SLAP ‘EM AND WALK HOME – A way of promoting abstinence in our culture

I must start with a word of explanation.  Lysistrata was a comic play by Aristophanes in classical Greece, in which the women, in order to stop a war they thought senseless, agreed to not sleep with their men until the war was stopped; I cannot resist the atrocious pun ‘peace or no piece.’

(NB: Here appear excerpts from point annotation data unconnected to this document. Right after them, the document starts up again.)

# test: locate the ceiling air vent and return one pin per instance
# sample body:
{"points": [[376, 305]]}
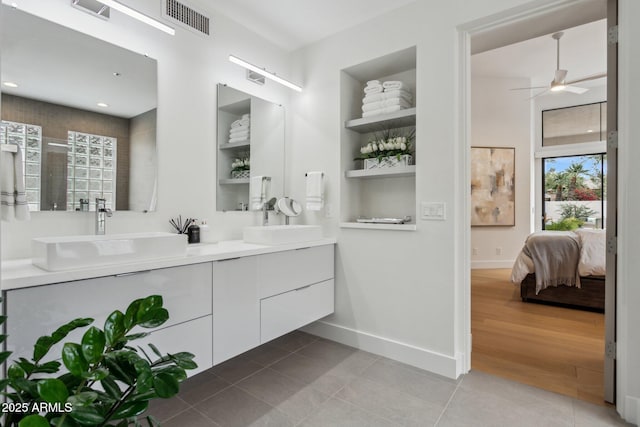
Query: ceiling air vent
{"points": [[185, 15]]}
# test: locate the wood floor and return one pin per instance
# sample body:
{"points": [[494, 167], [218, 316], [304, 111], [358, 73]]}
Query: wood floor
{"points": [[557, 349]]}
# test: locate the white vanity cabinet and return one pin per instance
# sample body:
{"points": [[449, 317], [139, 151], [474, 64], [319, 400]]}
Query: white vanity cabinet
{"points": [[186, 291], [296, 288], [236, 322]]}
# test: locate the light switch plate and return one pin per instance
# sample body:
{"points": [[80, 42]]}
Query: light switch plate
{"points": [[433, 211]]}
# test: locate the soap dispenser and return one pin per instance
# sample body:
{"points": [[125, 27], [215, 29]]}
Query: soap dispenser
{"points": [[193, 232]]}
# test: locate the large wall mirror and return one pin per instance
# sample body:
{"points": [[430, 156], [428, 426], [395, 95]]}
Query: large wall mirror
{"points": [[250, 142], [84, 113]]}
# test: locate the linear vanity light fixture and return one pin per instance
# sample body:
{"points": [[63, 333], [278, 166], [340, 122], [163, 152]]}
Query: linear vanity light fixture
{"points": [[137, 15], [264, 72]]}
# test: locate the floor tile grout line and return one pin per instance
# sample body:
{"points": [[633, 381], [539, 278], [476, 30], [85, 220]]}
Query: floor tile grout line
{"points": [[446, 406]]}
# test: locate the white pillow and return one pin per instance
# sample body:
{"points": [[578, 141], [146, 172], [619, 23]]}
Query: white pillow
{"points": [[592, 252]]}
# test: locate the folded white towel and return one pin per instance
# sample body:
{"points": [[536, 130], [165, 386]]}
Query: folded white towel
{"points": [[393, 84], [386, 103], [315, 190], [241, 122], [239, 139], [257, 191], [237, 134], [384, 110], [239, 128], [398, 93], [13, 200]]}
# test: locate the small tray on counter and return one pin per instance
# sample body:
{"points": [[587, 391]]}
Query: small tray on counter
{"points": [[385, 220]]}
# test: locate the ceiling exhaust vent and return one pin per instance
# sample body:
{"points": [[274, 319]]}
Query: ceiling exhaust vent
{"points": [[186, 16]]}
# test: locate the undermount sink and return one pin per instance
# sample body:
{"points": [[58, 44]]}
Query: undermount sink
{"points": [[71, 252], [281, 234]]}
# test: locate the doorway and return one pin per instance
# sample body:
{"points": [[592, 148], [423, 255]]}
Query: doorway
{"points": [[483, 30]]}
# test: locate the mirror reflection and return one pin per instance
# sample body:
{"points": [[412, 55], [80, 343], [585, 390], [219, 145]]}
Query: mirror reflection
{"points": [[83, 112], [250, 143]]}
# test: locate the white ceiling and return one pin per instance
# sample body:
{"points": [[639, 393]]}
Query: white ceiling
{"points": [[583, 52], [292, 24]]}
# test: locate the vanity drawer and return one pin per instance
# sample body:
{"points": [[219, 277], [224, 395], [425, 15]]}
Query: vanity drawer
{"points": [[284, 271], [291, 310]]}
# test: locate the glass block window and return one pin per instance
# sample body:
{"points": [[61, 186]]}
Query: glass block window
{"points": [[91, 165], [29, 138]]}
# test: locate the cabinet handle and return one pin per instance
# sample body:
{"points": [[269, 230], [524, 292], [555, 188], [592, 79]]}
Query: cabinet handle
{"points": [[131, 273]]}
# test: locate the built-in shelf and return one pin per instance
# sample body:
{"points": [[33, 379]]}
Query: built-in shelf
{"points": [[234, 181], [370, 226], [396, 119], [231, 145], [397, 171]]}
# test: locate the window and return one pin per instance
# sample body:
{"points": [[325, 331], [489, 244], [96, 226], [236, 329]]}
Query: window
{"points": [[574, 191]]}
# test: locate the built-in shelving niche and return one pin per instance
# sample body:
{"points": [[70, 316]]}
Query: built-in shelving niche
{"points": [[383, 192]]}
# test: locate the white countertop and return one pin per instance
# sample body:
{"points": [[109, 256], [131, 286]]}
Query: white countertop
{"points": [[22, 273]]}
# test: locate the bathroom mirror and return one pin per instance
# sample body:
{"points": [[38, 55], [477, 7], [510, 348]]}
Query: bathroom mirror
{"points": [[84, 112], [250, 143]]}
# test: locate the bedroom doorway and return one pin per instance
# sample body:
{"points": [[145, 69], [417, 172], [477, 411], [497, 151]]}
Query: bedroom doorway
{"points": [[484, 315]]}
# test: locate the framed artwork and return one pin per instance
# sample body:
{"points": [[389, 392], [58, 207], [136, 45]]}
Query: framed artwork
{"points": [[493, 186]]}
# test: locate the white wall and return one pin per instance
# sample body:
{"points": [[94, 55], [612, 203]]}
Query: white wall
{"points": [[628, 315], [501, 117], [396, 292], [189, 67]]}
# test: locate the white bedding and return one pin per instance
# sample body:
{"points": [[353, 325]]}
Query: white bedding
{"points": [[592, 256]]}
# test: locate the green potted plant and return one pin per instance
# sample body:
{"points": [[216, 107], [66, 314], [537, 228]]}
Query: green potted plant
{"points": [[108, 383]]}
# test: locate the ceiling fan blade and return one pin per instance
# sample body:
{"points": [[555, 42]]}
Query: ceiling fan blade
{"points": [[560, 75], [575, 89], [587, 78], [528, 88]]}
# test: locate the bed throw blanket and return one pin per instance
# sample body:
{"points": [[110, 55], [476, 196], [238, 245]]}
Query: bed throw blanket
{"points": [[555, 258]]}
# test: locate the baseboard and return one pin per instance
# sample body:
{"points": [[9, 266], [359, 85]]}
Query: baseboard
{"points": [[479, 265], [441, 364], [631, 410]]}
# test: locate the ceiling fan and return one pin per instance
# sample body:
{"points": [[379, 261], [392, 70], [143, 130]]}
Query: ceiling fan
{"points": [[559, 84]]}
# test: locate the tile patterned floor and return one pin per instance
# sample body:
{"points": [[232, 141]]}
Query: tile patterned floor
{"points": [[302, 380]]}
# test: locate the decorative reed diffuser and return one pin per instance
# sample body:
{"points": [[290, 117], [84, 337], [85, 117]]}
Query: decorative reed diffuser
{"points": [[181, 227]]}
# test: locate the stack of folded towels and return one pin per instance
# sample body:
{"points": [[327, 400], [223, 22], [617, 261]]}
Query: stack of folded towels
{"points": [[383, 98], [240, 129]]}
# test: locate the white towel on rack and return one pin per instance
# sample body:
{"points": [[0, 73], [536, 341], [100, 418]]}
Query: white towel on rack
{"points": [[386, 103], [13, 200], [315, 190], [398, 93], [258, 192]]}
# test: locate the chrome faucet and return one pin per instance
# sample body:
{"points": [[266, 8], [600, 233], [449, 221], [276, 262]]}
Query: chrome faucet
{"points": [[102, 212], [266, 207]]}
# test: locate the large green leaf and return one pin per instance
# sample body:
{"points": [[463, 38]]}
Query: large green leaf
{"points": [[114, 328], [74, 360], [165, 385], [52, 390], [47, 368], [111, 387], [131, 409], [85, 398], [87, 415], [33, 420], [93, 342]]}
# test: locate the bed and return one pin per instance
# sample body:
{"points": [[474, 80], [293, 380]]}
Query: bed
{"points": [[563, 268]]}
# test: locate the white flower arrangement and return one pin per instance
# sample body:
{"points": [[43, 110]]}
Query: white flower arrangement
{"points": [[387, 144], [240, 164]]}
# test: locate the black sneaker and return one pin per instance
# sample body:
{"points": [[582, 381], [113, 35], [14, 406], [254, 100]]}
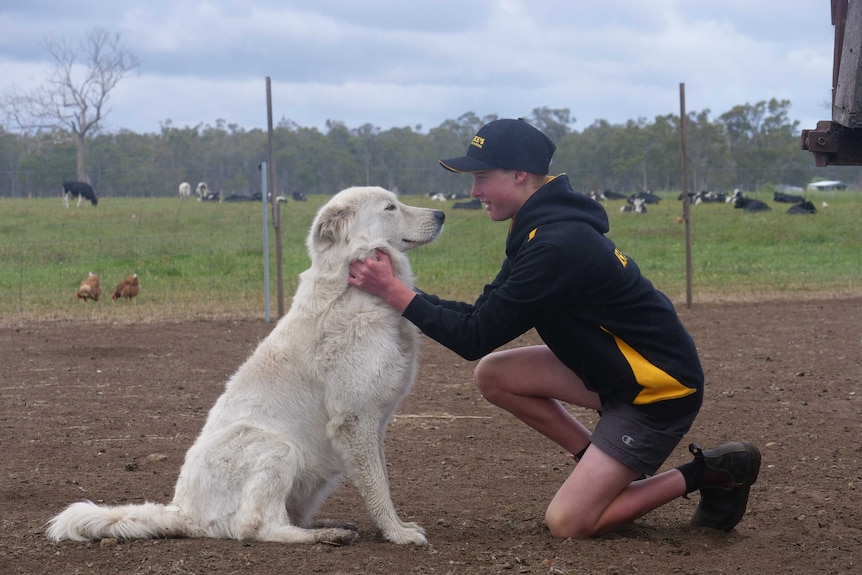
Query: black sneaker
{"points": [[723, 507]]}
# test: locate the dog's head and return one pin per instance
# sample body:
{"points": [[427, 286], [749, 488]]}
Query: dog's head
{"points": [[358, 220]]}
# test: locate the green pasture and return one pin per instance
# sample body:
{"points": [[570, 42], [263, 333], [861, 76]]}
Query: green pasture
{"points": [[200, 260]]}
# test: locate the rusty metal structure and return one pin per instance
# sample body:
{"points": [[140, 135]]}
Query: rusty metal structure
{"points": [[838, 142]]}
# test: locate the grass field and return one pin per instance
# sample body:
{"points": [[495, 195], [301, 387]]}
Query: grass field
{"points": [[199, 260]]}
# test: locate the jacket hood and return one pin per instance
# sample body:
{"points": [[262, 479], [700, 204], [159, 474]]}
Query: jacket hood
{"points": [[556, 201]]}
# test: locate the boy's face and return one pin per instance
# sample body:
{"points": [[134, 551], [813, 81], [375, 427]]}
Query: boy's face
{"points": [[500, 193]]}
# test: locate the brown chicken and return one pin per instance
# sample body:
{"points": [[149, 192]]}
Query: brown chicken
{"points": [[90, 288], [128, 288]]}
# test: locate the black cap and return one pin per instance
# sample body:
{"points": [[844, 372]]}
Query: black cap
{"points": [[505, 144]]}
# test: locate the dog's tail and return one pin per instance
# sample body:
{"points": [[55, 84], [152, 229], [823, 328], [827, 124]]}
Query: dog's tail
{"points": [[86, 521]]}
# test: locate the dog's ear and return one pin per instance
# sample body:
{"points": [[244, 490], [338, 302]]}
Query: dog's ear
{"points": [[332, 225]]}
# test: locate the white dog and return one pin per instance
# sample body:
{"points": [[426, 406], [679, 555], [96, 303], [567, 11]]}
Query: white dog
{"points": [[312, 402]]}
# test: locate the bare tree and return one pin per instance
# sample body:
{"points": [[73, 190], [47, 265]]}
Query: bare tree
{"points": [[74, 97]]}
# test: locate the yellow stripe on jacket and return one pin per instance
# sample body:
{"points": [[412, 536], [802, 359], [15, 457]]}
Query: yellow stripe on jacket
{"points": [[658, 385]]}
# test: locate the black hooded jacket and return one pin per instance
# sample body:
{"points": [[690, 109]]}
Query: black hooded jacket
{"points": [[588, 302]]}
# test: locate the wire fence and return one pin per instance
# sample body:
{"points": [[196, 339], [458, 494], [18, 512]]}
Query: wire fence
{"points": [[199, 260]]}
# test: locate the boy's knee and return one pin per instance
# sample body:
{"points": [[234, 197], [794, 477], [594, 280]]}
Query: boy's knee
{"points": [[565, 525], [486, 377]]}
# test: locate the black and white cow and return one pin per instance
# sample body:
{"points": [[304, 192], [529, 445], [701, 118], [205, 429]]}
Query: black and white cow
{"points": [[803, 207], [80, 190], [787, 198], [750, 204]]}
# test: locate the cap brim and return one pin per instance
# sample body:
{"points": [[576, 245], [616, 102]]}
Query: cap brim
{"points": [[465, 164]]}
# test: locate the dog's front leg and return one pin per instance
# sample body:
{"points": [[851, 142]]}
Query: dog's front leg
{"points": [[361, 444]]}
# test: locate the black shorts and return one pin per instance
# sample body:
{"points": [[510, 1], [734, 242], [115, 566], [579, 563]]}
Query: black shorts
{"points": [[643, 436]]}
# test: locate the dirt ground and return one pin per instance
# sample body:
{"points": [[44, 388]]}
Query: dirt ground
{"points": [[107, 411]]}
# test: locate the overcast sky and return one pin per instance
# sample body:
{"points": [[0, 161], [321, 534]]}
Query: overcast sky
{"points": [[418, 63]]}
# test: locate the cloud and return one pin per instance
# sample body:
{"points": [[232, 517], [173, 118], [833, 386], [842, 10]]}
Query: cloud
{"points": [[395, 63]]}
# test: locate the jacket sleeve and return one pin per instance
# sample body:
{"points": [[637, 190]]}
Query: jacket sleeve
{"points": [[535, 284]]}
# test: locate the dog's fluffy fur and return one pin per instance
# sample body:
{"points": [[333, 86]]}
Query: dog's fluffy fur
{"points": [[312, 402]]}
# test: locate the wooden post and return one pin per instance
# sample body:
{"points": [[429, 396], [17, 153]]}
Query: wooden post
{"points": [[276, 216], [686, 201]]}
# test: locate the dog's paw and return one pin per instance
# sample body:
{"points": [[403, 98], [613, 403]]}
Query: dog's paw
{"points": [[406, 534]]}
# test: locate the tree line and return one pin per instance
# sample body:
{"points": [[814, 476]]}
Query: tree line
{"points": [[746, 147]]}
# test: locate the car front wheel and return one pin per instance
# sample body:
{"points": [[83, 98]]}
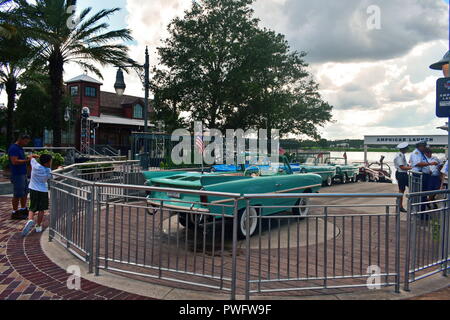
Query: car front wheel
{"points": [[189, 220], [299, 209]]}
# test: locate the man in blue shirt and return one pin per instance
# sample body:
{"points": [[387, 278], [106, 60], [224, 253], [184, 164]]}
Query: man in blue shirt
{"points": [[18, 164]]}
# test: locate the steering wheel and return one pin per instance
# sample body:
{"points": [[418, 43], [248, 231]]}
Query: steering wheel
{"points": [[248, 172]]}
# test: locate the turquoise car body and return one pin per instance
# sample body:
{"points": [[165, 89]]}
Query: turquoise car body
{"points": [[344, 171], [315, 166], [281, 181]]}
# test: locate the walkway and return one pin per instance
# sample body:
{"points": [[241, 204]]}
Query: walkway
{"points": [[27, 274]]}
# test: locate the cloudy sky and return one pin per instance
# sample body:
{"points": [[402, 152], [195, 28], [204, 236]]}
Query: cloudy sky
{"points": [[376, 76]]}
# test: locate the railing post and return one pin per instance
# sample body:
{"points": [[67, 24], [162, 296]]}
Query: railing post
{"points": [[247, 251], [408, 243], [325, 253], [89, 228], [234, 251], [96, 235], [446, 235], [53, 212], [397, 245]]}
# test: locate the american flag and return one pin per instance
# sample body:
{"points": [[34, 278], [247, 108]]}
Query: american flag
{"points": [[199, 144]]}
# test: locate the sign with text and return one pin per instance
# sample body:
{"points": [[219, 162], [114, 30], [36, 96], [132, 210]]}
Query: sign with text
{"points": [[443, 98]]}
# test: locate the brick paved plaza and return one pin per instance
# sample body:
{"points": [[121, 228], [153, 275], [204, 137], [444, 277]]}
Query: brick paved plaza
{"points": [[26, 273]]}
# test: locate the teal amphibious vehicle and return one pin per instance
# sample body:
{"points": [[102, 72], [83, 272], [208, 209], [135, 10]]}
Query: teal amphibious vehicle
{"points": [[270, 178]]}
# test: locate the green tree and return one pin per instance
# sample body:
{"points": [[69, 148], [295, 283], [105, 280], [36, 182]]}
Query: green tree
{"points": [[59, 40], [219, 66]]}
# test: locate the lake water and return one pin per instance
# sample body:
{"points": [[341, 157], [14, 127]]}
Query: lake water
{"points": [[376, 156]]}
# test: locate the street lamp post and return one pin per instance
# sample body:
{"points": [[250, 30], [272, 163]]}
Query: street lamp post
{"points": [[120, 87], [443, 65]]}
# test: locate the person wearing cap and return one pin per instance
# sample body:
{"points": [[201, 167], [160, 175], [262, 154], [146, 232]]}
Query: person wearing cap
{"points": [[402, 170], [18, 163], [420, 163]]}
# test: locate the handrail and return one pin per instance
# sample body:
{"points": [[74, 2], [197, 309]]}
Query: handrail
{"points": [[94, 163]]}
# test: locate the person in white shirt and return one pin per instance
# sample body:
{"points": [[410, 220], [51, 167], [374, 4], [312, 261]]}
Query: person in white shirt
{"points": [[434, 182], [444, 174], [40, 175], [402, 170]]}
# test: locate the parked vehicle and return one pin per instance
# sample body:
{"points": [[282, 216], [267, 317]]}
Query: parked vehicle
{"points": [[275, 177], [315, 165], [344, 172]]}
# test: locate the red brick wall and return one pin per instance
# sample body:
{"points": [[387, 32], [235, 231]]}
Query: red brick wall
{"points": [[92, 102]]}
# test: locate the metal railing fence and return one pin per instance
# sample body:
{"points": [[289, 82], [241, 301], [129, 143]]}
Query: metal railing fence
{"points": [[428, 229], [106, 217], [333, 247]]}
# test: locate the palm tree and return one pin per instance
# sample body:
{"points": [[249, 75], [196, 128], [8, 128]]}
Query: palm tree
{"points": [[59, 40], [13, 72], [6, 30]]}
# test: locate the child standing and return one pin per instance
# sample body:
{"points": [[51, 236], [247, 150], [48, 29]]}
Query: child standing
{"points": [[40, 174]]}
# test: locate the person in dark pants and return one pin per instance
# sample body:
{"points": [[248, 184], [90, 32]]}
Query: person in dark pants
{"points": [[420, 164], [18, 164], [402, 170]]}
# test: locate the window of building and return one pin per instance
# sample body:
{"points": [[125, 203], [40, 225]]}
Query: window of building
{"points": [[138, 112], [91, 92], [74, 91]]}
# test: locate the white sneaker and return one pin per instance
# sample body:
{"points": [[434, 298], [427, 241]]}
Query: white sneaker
{"points": [[28, 227]]}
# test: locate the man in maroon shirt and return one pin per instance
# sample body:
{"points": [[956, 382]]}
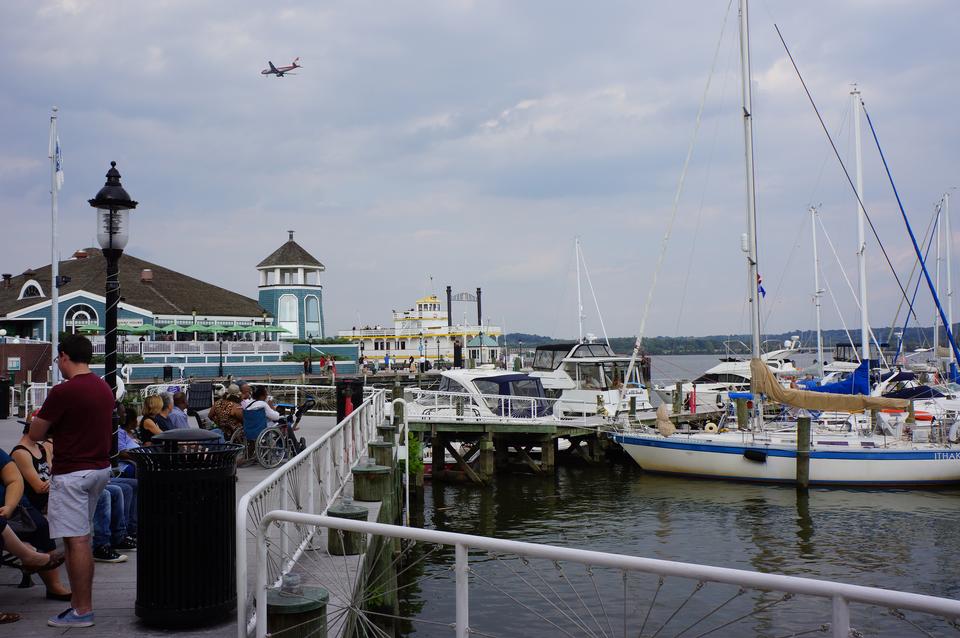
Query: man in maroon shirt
{"points": [[78, 415]]}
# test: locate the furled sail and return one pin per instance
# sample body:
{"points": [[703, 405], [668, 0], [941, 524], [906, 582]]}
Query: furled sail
{"points": [[763, 381]]}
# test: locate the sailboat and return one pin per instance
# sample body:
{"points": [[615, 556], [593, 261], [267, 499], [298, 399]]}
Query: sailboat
{"points": [[835, 458]]}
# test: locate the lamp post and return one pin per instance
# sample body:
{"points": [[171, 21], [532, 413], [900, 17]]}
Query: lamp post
{"points": [[113, 206]]}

In our culture – and no, I have not wasted the time to sit through endless episodes of Sex and the City, so I have more or less depended on hearsay – young unmarried women spend a lot of time complaining that they cannot get their men to ‘commit.’  Well, why should young men commit, when they already have everything they want from marriage – access to sex, domestic care, etc. – without committing?  The church [and at one time the general culture] frankly recommends a Lysistrata-like strategy to deal with this!  Instead of withholding sex until the war stops, withhold sex until you get a ring.  And if you don’t do this, girl, don’t come whining to me about how your man doesn’t ‘commit.’  I won’t waste time throwing words like ‘slut’ or ‘ho’ around; they don’t help anybody.

When my wife’s grandmother was young, she was on the way back from a dance with her date in a horse and buggy [the personal transport technology of the time] when he started to ‘get fresh,’ as she called it, she slapped him, got out of the buggy, and walked several miles home.  And in older movies, a common scene is, if a woman feels sexually harassed by a man, to use today’s language, she slaps his face and bustles out.  This sort of scene is very rare in today’s films.  Would young women dare to do that today?  And who, may I ask, is more liberated?  The women of an earlier time, who felt that they could ‘slap ‘em and walk home,’ or today’s women, who don’t feel that they can, and must call on the university or the government for protection?

I think it is men, not women, who have mostly been liberated by the sexual revolution.  Men today, when they get a young lady ‘in trouble,’ feel free to disappear and not be victimized by a shotgun wedding.  After all, the woman has the option of abortion or of getting a better job than her predecessor and can afford the burden of a child without him.  [Young men have one sort of valid excuse:  the value of their wages in comparison to women’s has dropped in recent years.]  Hugh Hefner certainly did not promote his ‘Playboy Philosophy’ in order to liberate or broaden the prospects of females!  And, most polls on the abortion issue show that men and women hold similar views; it is not men that incline to be more pro-life than women, it is married people who are more pro-life than singles.  Ya think?